Une recherche non performative et non compétitive
Aujourd’hui, qui peut attribuer à l’université sénégalaise des découvertes conséquentes ? A force de citer de manière cyclique les professeurs Cheikh Anta Diop et Souleymane Mboup, on finit par s’inquiéter.
Si nos facultés et UFR (unité de formation et de recherche) prennent la recherche comme second attribut, nos instituts, pour ne citer que l’IFAN créé en 1936, qui persiste dans la recherche fondamentale et qui est devenu plus un musée qu’autre chose, peinent dans cette prérogative.

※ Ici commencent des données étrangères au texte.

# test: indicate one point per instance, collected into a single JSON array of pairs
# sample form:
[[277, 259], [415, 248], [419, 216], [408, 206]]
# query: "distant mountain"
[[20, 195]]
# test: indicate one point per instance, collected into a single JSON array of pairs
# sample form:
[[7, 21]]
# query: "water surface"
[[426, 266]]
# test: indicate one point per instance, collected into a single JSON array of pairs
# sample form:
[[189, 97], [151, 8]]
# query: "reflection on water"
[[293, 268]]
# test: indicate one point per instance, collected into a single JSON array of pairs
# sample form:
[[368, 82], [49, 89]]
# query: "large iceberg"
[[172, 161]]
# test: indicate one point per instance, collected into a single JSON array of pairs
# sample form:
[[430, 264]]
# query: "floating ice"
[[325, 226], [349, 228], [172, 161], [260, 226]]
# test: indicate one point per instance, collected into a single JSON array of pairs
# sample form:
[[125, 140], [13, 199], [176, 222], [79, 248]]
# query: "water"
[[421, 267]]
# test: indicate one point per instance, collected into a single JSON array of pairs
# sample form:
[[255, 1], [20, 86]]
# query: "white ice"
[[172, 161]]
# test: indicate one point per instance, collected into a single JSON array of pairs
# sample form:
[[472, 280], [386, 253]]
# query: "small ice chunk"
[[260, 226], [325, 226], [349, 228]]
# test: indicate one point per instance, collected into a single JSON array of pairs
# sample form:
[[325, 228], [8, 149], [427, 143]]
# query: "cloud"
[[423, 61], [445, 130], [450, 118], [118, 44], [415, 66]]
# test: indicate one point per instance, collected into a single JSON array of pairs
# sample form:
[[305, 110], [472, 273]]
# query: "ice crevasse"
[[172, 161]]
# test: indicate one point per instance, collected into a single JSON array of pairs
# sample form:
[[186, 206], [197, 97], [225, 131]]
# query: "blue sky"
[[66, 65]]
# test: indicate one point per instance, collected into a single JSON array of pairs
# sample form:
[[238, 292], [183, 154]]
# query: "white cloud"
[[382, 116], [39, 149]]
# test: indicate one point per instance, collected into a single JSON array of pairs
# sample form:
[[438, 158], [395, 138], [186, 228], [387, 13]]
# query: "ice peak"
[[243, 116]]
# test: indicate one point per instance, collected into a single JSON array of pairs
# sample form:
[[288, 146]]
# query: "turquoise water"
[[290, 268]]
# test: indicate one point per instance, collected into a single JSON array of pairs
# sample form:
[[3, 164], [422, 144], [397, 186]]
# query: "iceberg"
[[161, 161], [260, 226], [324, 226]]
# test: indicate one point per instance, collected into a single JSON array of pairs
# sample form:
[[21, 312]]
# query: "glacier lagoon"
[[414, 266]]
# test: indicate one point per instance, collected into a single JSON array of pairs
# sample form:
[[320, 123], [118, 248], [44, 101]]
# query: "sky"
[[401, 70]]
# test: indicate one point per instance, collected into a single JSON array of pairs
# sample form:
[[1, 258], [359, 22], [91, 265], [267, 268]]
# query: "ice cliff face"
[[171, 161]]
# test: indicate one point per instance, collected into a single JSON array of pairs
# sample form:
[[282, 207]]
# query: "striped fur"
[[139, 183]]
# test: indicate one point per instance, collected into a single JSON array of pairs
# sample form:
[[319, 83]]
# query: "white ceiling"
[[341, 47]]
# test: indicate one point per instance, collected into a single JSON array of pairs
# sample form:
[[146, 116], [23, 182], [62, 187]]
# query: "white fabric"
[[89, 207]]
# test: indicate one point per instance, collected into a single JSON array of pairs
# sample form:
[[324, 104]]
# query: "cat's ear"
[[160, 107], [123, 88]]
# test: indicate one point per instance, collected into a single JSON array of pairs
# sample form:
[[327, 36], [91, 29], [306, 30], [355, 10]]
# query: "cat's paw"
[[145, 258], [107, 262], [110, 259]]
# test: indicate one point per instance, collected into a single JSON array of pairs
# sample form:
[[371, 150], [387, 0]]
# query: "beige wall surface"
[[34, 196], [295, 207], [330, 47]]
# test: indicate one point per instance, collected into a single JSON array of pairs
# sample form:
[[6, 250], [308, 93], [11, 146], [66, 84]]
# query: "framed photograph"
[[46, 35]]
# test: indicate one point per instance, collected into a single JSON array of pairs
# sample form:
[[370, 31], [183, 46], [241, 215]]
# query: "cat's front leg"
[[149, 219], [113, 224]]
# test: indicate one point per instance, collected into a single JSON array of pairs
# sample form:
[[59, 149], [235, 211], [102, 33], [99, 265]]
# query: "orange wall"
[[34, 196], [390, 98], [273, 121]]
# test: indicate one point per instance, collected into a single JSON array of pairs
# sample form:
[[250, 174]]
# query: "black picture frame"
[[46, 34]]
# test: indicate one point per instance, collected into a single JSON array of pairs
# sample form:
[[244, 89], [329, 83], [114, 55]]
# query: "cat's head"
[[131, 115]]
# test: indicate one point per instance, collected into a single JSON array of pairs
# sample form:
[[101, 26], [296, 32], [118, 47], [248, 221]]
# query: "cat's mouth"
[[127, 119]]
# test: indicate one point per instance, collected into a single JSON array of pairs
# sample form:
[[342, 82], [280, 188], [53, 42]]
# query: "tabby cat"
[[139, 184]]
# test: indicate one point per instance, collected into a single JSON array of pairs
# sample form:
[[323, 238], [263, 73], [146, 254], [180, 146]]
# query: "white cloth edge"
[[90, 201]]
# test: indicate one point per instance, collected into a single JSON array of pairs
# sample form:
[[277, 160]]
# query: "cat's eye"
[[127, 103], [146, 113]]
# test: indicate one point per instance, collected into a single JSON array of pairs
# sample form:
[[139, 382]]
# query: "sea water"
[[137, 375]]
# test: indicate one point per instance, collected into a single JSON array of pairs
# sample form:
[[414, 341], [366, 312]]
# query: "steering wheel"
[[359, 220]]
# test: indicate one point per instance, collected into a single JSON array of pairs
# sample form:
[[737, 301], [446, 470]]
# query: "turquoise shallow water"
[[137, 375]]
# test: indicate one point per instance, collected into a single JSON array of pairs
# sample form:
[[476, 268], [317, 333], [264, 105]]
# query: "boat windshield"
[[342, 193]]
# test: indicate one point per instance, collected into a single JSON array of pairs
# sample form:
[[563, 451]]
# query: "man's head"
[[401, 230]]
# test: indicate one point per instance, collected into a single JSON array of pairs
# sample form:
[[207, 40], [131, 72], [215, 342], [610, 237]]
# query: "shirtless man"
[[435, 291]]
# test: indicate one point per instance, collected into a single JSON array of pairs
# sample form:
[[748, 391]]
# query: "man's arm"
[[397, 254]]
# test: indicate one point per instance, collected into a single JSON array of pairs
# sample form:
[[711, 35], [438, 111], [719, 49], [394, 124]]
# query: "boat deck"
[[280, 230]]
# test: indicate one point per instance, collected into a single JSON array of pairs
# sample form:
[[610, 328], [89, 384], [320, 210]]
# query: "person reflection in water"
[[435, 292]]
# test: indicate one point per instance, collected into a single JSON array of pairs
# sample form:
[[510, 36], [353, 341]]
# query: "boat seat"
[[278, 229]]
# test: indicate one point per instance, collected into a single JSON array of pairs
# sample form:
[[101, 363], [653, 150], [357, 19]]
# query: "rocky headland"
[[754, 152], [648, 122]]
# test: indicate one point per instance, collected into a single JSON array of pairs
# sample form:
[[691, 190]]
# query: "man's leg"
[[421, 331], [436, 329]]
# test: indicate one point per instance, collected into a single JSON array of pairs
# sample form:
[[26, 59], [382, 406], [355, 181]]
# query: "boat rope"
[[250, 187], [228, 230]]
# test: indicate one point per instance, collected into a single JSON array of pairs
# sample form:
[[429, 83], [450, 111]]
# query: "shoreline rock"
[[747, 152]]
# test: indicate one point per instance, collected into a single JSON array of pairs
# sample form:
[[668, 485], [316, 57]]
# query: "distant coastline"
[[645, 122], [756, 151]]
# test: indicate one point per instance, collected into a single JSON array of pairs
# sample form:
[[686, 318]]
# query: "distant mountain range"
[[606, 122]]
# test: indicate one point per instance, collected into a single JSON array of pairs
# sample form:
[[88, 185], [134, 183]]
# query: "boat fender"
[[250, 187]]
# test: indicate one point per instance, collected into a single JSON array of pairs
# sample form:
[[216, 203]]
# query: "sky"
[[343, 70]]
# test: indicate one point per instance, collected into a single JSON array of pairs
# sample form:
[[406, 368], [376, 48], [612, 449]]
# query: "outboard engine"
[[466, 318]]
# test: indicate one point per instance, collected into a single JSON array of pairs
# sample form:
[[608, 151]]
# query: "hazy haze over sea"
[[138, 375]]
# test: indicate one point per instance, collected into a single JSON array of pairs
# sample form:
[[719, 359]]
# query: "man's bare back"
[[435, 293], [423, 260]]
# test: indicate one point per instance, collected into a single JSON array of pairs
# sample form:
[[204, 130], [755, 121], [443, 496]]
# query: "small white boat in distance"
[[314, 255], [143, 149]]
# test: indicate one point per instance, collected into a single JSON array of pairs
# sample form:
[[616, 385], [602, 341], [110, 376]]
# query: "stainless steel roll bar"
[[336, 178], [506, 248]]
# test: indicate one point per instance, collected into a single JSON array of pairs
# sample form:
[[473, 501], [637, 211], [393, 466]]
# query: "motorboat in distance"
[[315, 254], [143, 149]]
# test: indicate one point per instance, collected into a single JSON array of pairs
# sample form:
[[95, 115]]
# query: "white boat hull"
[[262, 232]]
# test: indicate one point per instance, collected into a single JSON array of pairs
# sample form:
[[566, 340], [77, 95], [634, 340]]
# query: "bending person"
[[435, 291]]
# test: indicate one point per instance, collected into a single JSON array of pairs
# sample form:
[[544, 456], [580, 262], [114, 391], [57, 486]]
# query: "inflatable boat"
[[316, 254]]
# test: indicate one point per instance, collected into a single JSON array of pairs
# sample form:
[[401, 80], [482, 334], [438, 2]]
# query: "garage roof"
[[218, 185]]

Où sont les revues de nos universités ? Une timidité inquiétante caractérise la publication des chercheurs. Le standard est devenu les revues des universités internationales. Si d’aucuns bombent le torse d’avoir réussi à se faire publier, d’autres sont au bord de l’essoufflement à force de chercher une publication. Je n’ose pas dire ici que beaucoup d’universitaires s’en moquent et n’en cherchent plus. Le mal est que nous avons oublié de valoriser ce que nous faisons par la création de revues et d’associations scientifiques pour permettre à nos chercheurs de s’exprimer et d’initier des axes de recherches stratégiques et novateurs. Et encore, nous faudrait-il un budget pour opérationnaliser cet ensemble précité.
Où sont les fonds de recherche ? De quelle pertinence encore relève ce fond appelé (FIRST) (Fonds d’Impulsion pour la Recherche Scientifique et Technique) qui attribue dans son registre de sélection un à deux millions aux chercheurs ? L’eldorado privilégié est toujours l’occident qui est perçu comme un sauveur des individus chercheurs qui vivent « du chacun pour soi » et « du Dieu pour tous » à la suite d’une absence de management à ce propos. Beaucoup d’universitaires ont déserté cette austérité pour s’infiltrer dans les grâces nourricières des plus forts, notamment les gouvernements et autres institutions. Il ne faudrait surtout pas se tromper, car ni le CODESRIA, ni le FIRST ne régleront le problème.
Le non-respect des délais de paiement des intervenants
Il faudrait être docteur de l’université pour enseigner en faculté ou en UFR. Mais ce principe est expressément biaisé, par conséquent peu observé. Le peu des docteurs appelés sont surexploités et sous-payés. Encore qu’il faudra faire traîner leur dossier avant de leur faire parvenir de piètres honoraires, durement acquis par une volonté de servir au mieux le savoir du pays. A ce niveau, j’ose penser que nos universités ne respectent pas le savoir dans l’objectivité de sa production. Tout le monde sait que nos institutions universitaires ont besoin d’enseignants. Mais il n’y a que dans l’administration de nos facultés, UFR et ACP (agence comptable payeur) que l’on arrive à jouer de malhonnêteté pour admettre un enseignant ou payer un service d’enseignement. Rares sont les vacataires qui se font établir un contrat. Nos universités devraient apprendre des écoles privées présentes sur le territoire national comment gérer une entreprise du secteur de la formation. Il y a un véritable déficit de gouvernance et de GRC (gestion relation client) dans l’administration universitaire du pays. Nous sommes en présence d’un amateurisme bien dissimulé.